“Private investors don’t want to be involved in SAS”
Norwegian Air Shuttle, cast off by SAS as a tiny carrier in 2002, has surprised everyone not only by surviving but now threatening to bury its former master. The two airlines are opposites in many ways – their balance sheets, the age of their fleets, their share prices, and now, it seems, their contrasting futures.
In a Reuters feature about Norwegian CEO Bjørn Kjos, 66, he criticises the SAS rescue plan. “It doesn’t make sense that taxpayer money is being used for this,” he says. “It should be food for thought that private investors don’t want to be involved in SAS. If private money is reluctant to invest, then why should states?”

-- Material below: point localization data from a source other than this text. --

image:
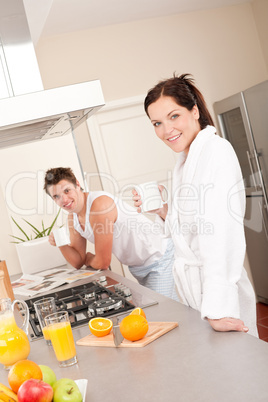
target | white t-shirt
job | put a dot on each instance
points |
(137, 241)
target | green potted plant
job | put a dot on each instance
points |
(34, 251)
(37, 233)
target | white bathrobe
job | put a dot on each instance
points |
(205, 220)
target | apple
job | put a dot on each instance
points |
(48, 374)
(66, 390)
(35, 391)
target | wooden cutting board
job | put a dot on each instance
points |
(156, 329)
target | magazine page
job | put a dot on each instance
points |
(31, 285)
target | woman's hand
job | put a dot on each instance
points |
(162, 212)
(51, 239)
(228, 324)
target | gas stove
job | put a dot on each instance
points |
(104, 297)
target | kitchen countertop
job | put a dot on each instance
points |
(190, 363)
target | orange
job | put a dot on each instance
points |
(21, 371)
(138, 311)
(100, 326)
(134, 327)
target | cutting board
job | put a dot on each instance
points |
(156, 329)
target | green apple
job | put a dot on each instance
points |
(48, 374)
(66, 390)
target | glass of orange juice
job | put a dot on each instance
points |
(60, 332)
(44, 307)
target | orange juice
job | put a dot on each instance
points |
(45, 331)
(62, 340)
(14, 343)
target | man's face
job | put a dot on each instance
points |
(66, 195)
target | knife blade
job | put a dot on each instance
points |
(117, 336)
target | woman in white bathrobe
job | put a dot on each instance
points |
(206, 211)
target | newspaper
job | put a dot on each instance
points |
(31, 285)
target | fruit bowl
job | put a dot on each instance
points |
(82, 385)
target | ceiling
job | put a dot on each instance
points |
(53, 17)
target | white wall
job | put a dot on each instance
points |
(220, 47)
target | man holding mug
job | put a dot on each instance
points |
(114, 228)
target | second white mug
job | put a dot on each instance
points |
(61, 236)
(150, 196)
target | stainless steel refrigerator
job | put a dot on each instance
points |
(243, 120)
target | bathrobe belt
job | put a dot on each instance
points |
(187, 274)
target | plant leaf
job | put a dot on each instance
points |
(20, 229)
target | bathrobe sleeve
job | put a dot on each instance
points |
(222, 248)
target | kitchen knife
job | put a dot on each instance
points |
(118, 337)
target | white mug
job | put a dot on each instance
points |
(61, 236)
(150, 196)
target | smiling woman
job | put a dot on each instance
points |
(208, 268)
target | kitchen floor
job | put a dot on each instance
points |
(262, 321)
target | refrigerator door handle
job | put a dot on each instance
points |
(261, 178)
(251, 169)
(263, 221)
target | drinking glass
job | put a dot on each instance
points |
(60, 332)
(44, 307)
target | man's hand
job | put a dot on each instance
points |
(51, 239)
(228, 324)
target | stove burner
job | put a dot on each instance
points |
(88, 296)
(101, 306)
(82, 303)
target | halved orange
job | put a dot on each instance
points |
(134, 327)
(100, 326)
(138, 311)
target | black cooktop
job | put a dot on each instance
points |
(84, 302)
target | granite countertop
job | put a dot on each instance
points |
(190, 363)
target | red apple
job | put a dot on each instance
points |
(35, 391)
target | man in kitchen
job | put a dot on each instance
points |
(114, 228)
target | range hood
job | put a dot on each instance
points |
(48, 113)
(30, 113)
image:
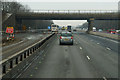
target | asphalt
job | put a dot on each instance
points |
(85, 59)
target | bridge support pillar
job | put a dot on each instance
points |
(90, 25)
(18, 24)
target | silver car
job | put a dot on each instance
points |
(66, 38)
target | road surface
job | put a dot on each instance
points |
(26, 40)
(89, 57)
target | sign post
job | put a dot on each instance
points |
(10, 30)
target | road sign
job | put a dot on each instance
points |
(9, 30)
(49, 27)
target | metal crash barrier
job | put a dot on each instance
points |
(14, 60)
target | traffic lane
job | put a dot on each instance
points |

Another contrast between the two airlines is cost control. Norwegian’s unit cost measured by operating cost per available seat kilometre is about $0.08 compared with about $0.12 for SAS, while personnel expenditure is just 16% of its revenue versus 30% for SAS. SAS CEO Rickard Gustafson earned SEK 9.2 million ($1.37 million) in 2011 plus another SEK 2.7 million in pension premium. This, Reuters points out, is more than the combined salaries of the top seven executives at Norwegian. However, Kjos controls 27% of Norwegian through an investment entity and therefore takes much more than his basic salary in the form of dividends.